His final words seemed to end all conversation. The dragons shifted and settled and shifted again, each looking, Sintara thought, for a comfortable spot that no longer existed. It was not just that the cold, damp earth was uncomfortable; it was that Mercor’s words had destroyed the small amount of acceptance that the dragons had built for their situation. The anger and her stubborn endurance now seemed more like cowardice and resignation.

Since Sintara had emerged from her case, she had known that everything in her life was wrong. Mercor’s proposal filled her thoughts with possibilities. Cautiously, unwilling to wake the others, she extended her puny wings and stretched her neck to allow herself to groom them. Had they grown at all? Nightly she waited for dark and performed this senseless ritual. Night after night, she pretended to herself that they had grown and would continue to grow.
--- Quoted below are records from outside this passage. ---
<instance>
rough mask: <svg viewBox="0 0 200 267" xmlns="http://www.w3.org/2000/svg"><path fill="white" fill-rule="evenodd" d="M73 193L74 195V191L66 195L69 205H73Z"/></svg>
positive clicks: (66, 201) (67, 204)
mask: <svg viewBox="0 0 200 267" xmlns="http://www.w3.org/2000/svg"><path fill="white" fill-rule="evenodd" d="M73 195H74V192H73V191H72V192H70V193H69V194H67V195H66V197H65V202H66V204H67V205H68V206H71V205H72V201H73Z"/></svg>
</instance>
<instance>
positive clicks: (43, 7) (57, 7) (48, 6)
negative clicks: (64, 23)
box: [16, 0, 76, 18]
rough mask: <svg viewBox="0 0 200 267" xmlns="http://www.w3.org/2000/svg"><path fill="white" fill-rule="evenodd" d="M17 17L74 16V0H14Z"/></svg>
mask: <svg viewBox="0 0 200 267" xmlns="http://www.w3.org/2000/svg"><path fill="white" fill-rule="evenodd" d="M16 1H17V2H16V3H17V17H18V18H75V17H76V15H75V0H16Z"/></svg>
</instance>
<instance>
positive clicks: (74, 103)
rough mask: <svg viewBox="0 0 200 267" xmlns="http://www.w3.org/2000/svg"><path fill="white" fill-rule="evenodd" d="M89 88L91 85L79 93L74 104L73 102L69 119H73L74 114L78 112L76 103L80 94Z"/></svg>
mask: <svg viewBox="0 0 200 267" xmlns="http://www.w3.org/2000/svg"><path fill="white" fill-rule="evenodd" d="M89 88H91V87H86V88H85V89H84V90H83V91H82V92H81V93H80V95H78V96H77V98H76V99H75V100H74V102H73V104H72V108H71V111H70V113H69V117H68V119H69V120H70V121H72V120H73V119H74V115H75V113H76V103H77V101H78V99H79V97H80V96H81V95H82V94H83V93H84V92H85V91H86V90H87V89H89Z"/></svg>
They were laughable things, scarcely a third of the size they should have been. Flapping them scarcely stirred a breeze, let alone lifted her bulk off the ground. Carefully, quietly, she folded them back to her body.

Wings made a dragon, she thought. Without wings, she could not hunt successfully, and she could never hope to mate. Indignation roiled suddenly through her. Only a few weeks ago, stretched out to sleep in a small band of sunlight, she had been rudely awakened when Dortean had tried to mount her. She had wakened with a roar of outrage. He was an orange, with stumpy legs and a thin tail. That he had even attempted to mate with her was humiliation enough. He was stupid and pathetic. To awaken to his muddy legs straddling her back as he hunched hopefully at her was a disgusting contrast to all her stored memories of dragons mating in flight.